Belgique

Dans le cadre de la marche des musulmans contre le terrorisme, une soixantaine d'imams se sont arrêtés lundi à 11h00, sur les marches de la Bourse à Bruxelles, devant un public tout aussi nombreux selon la police.

L'initiative a pour but de condamner les attentats commis au nom de l'islam. Une homme a perturbé l'événement. Il a été maîtrisé et écarté, mais pas arrêté, selon Ilse Van de Keere, porte-parole de la police de Bruxelles-Ixelles. Des discours ont été prononcés sur les marches. L'imam Hassen Chalghoumi, président de la Conférence des Imams de France et co-organisateur de la marche, a remercié le ministre de l'Intérieur Jan Jambon pour sa présence et son soutien. Il a affirmé que les terroristes "ont sali l'islam et les musulmans". Les imams ont rappelé que, selon l'islam, celui qui tue un homme innocent, tue l'humanité toute entière. Alors que le rabbin Avi Tawil, directeur de l'European Jewish Community Centre, partageait son rêve de voir un jour dans les rues tout le monde en accord par-delà les religions ou les tenues vestimentaires, un homme l'a violemment qualifié de menteur à plusieurs reprises avant d'être mis au sol et écarté par des policiers.

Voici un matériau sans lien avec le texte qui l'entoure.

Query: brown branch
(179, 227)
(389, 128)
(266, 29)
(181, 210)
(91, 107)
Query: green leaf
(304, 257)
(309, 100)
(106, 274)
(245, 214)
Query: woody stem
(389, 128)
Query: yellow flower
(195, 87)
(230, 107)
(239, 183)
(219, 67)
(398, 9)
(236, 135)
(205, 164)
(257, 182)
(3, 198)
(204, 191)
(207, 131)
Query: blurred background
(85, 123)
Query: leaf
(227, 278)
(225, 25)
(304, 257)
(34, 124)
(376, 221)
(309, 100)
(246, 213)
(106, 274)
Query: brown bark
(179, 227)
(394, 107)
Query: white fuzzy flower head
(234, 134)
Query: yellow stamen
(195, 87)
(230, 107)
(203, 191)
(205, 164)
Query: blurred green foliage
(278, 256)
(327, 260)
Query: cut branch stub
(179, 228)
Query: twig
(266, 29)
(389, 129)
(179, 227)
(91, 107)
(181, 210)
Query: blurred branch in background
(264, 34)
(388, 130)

"Il ne faut pas faire d'amalgame", a déclaré Jan Jambon. "Prendre uniquement des mesures de sécurité ne suffit pas si nous voulons éradiquer l'extrémisme violent jusqu'à la racine. Il faudra renforcer le tissu social. Nous devons guérir et promouvoir notre modèle de société et dire à nos jeunes: 'notre société offre d'innombrables opportunités. Saisissez-les. Nous vous aiderons dans cette démarche'".

La marche vient d'Allemagne et se rendra demain en France. "Réunir les villes meurtries par le terrorisme est un acte fort" a souligné l'échevin bruxellois des Cultes, Alain Courtois. "Bruxelles a payé un lourd tribu à la haine." L'écrivain juif français Marek Halter, co-organisateur, espère, qu'avec cette marche, "les gens vont se dire: 'au fond, ils sont comme nous'. C'est cela qu'on veut montrer. Nous sommes tous faits à son image. C'est écrit dans les trois religions monothéistes. Il est temps qu'on le dise très fort".

De nombreuses personnes de religion musulmane ont fait le déplacement. "Ce sont des assassins qui ont pris la religion comme outil pour faire le mal", a déclaré une femme d'une soixantaine d'années.